Uma vitória do direito, mais do que da vida

O julgamento virtual pelo Plenário do Plenário do Supremo Tribunal Federal (STF) da Ação Direta de Inconstitucionalidade (ADI) 5581, que pedia o aborto em caso de a gestante ter zica, foi acompanhado de perto pelos movimentos pró-vida, e o resultado bastante comemorado por nós. Não cabe, entretanto, falar em uma “vitória da vida”, porque o mérito da ação não foi julgado. Cabe, sim, comemorar a vitória do direito, que evitou que o STF se pronunciasse em uma ação que era puro malabarismo jurídico, para levar ao Supremo Tribunal Federal assunto que cabe ao Congresso Nacional.

Por unanimidade – com ressalvas do Ministro Barroso -, o plenário, em sessão virtual concluída no dia 30/04, julgou prejudicada a ADI 5581, ajuizada pela Associação Nacional dos Defensores Públicos (Anadep). A ação foi movida contra dispositivos da Lei 13.301/2016, que trata de medidas de vigilância em saúde relativas aos vírus da dengue, da chikungunya e da zika, e pedia alterações nesses dispositivos. Ora, o âmbito adequado para se modificar uma lei é o Congresso Nacional, e foi exatamente isso que ocorreu, partindo da Medida Provisória 894/2019, que institui pensão vitalícia a crianças com microcefalia decorrente do zika vírus, que após amplo debate e apresentação de substitutivos, foi aprovada como Lei 13.985/2020. Coerentemente, a relatora, ministra Cármen Lúcia, votou pela perda do objeto da ação, diante da revogação do principal ponto questionado pela ADI 5581.

Podemos perguntar-nos: por que a Anadep levou ao STF um tema que poderia facilmente ser solucionado pelo Congresso Nacional, como efetivamente foi? Por que questionar a constitucionalidade de uma lei que não entra em temas constitucionais? Ficou evidente que essa parte da demanda era apenas uma “cortina de fumaça” para tratar do tema que realmente importava: a legalização do aborto, e um aborto eugênico, pela possibilidade de a criança nascer com deficiência.

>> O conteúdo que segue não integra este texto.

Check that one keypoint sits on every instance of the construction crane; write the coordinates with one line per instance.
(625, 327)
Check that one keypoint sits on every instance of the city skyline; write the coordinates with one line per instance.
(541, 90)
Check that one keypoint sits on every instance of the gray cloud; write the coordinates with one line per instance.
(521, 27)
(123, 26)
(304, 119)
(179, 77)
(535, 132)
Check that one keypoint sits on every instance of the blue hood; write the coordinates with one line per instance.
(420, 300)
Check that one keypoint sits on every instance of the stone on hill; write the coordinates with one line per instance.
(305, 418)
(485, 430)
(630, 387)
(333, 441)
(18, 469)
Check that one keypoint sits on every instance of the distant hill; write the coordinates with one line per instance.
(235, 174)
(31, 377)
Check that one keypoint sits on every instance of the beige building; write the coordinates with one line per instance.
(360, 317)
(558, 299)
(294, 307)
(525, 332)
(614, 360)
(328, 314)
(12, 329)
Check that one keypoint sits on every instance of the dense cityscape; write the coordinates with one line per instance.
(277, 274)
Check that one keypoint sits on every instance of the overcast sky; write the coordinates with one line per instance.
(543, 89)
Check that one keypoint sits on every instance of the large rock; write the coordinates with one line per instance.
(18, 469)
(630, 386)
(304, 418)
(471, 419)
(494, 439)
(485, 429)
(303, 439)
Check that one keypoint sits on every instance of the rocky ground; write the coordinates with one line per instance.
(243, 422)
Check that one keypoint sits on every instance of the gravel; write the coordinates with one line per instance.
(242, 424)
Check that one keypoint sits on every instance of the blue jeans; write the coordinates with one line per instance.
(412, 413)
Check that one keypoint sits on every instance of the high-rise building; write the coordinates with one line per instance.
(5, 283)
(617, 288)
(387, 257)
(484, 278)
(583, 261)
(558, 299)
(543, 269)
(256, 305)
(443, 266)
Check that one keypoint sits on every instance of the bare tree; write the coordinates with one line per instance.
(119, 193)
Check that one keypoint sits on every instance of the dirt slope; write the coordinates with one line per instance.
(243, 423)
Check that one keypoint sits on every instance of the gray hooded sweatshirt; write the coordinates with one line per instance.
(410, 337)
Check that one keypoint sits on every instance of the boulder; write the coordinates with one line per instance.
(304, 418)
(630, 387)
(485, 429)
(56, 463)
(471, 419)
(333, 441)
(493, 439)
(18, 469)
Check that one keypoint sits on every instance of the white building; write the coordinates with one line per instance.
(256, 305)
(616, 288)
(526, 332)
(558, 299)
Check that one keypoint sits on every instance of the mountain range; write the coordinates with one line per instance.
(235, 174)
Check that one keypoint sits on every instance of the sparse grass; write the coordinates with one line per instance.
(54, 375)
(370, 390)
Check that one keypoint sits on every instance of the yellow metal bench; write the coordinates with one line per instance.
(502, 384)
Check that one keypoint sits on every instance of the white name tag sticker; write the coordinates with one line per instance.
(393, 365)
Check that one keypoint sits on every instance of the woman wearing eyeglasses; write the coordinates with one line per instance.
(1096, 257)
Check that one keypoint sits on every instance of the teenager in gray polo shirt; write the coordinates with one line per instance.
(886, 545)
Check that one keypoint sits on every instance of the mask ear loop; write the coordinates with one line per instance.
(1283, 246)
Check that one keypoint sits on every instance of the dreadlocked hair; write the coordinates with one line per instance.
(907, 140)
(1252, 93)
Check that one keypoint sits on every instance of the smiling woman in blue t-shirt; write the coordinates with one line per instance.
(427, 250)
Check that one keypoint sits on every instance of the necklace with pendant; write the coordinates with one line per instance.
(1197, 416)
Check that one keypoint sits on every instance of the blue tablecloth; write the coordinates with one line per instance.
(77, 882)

Juntamente com a ADI foi ajuizada ação de arguição de descumprimento de preceito fundamental (ADPF). A entidade pedia a declaração de inconstitucionalidade do enquadramento da interrupção da gestação em relação à mulher infectada pelo zika vírus no artigo 124 do Código Penal. Novamente, a busca de que o STF entre no âmbito do Legislativo. Acompanhando a relatora, o plenário do STF concluiu que a Anadep não tem legitimidade para a propositura da ADPF. Segundo relato do próprio site do STF, “a ministra ressaltou que a jurisprudência do STF somente reconhece a legitimidade das entidades de classe nacionais para o ajuizamento de ação de controle abstrato se houver nexo de afinidade entre os seus objetivos institucionais e o conteúdo dos textos normativos. No caso, ela não constatou interesse jurídico da associação de procuradores nas normas e políticas públicas questionadas”.

Aguarda julgamento no STF outra ADPF, a 442, que pede a legalização do aborto até 12 semanas de gravidez. Novamente, “malabarismo jurídico”, realizado pelo partido político PSOL. Esperamos do STF um posicionamento similar ao ocorrido na ADI 5581, negando-se a participar de “drible” ao Congresso Nacional. Deputados do PSOL já propuseram projeto de lei no mesmo teor, que se encontra em debate no Parlamento. Defendam ali a sua visão, da qual discordamos radicalmente, mas que respeitamos no debate democrático, para o qual o povo elege os seus representantes.